In order to be able to use embeddings for search, we need a store that can efficiently perform vector similarity searches. In this notebook we use FAISS, which is an in memory store. For permanently store vectors, one can use pgVector, Pinecone or Chroma.

The langchain VectorStore API's are available [here](https://python.langchain.com/en/harrison-docs-refactor-3-24/reference/modules/vectorstore.html)

To know more about the FAISS vector store please refer to this [document](https://arxiv.org/pdf/1702.08734.pdf).

#### Titan embeddings Model

Embeddings are a way to represent words, phrases or any other discrete items as vectors in a continuous vector space.
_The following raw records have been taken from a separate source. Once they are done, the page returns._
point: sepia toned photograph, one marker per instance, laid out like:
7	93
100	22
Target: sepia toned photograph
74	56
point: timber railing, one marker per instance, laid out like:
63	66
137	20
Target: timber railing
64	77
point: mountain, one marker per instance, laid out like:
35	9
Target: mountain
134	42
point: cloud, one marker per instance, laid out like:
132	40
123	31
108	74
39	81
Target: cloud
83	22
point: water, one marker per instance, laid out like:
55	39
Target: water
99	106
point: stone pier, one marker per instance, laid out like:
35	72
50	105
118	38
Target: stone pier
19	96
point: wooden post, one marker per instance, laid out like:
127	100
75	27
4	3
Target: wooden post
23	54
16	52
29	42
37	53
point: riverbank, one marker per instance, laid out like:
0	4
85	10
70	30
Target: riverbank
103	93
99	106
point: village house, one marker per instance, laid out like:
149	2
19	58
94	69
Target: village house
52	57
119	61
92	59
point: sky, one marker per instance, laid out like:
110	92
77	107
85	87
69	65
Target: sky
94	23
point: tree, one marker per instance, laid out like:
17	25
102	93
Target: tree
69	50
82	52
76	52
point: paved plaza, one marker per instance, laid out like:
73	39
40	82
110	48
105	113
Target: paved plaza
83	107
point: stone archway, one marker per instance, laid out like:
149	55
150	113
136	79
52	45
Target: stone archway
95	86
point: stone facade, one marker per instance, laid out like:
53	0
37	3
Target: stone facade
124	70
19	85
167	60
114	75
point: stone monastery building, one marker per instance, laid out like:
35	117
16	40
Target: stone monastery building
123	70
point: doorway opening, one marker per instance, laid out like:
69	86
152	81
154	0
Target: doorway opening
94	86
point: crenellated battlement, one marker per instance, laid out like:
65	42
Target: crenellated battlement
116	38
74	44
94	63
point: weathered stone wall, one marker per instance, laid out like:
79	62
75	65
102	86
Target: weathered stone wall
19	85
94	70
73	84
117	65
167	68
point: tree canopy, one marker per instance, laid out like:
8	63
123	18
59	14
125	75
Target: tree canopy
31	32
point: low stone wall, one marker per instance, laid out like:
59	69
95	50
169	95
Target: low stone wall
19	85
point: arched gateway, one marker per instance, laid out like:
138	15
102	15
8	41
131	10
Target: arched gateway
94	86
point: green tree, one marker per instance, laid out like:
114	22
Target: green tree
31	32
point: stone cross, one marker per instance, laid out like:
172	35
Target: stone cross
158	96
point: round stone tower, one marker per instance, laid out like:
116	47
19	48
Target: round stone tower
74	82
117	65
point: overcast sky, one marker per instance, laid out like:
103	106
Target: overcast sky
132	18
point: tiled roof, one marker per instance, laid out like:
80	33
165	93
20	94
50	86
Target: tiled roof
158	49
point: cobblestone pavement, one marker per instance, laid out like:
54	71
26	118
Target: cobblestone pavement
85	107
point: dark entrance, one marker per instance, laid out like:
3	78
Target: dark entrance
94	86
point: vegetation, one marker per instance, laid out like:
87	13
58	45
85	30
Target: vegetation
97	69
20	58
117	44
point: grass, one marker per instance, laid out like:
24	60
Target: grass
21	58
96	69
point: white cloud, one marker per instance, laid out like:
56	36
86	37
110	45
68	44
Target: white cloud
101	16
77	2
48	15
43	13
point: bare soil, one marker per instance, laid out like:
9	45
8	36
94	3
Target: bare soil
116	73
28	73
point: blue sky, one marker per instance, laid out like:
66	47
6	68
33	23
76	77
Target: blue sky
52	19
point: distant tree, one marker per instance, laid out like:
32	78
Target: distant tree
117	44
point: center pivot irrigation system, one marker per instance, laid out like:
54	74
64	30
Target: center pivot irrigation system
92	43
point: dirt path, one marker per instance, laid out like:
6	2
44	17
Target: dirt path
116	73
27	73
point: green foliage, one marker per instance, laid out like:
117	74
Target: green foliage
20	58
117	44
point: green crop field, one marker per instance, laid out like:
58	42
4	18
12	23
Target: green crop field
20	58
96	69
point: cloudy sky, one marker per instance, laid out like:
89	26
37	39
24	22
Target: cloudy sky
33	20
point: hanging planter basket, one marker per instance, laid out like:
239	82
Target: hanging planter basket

This allows machine learning models to perform mathematical operations on these representations and capture semantic relationships between them.

Embeddings are for example used for the RAG [document search capability](https://labelbox.com/blog/how-vector-similarity-search-works/) 


In [219]:
from langchain.document_loaders import CSVLoader
from langchain.text_splitter import CharacterTextSplitter
from langchain.indexes.vectorstore import VectorStoreIndexWrapper
from langchain.vectorstores import FAISS
from pathlib import Path

#from langchain.embeddings import BedrockEmbeddings #Warning message, this is updated to the the following import.
from langchain_aws import BedrockEmbeddings
from langchain_community.document_loaders import Docx2txtLoader
from langchain.document_loaders import PyPDFLoader, PyPDFDirectoryLoader
from langchain.text_splitter import RecursiveCharacterTextSplitter
from pptx import Presentation
from openpyxl import load_workbook
from langchain.schema import Document

br_embeddings = BedrockEmbeddings(model_id="amazon.titan-embed-text-v1", client=boto3_bedrock)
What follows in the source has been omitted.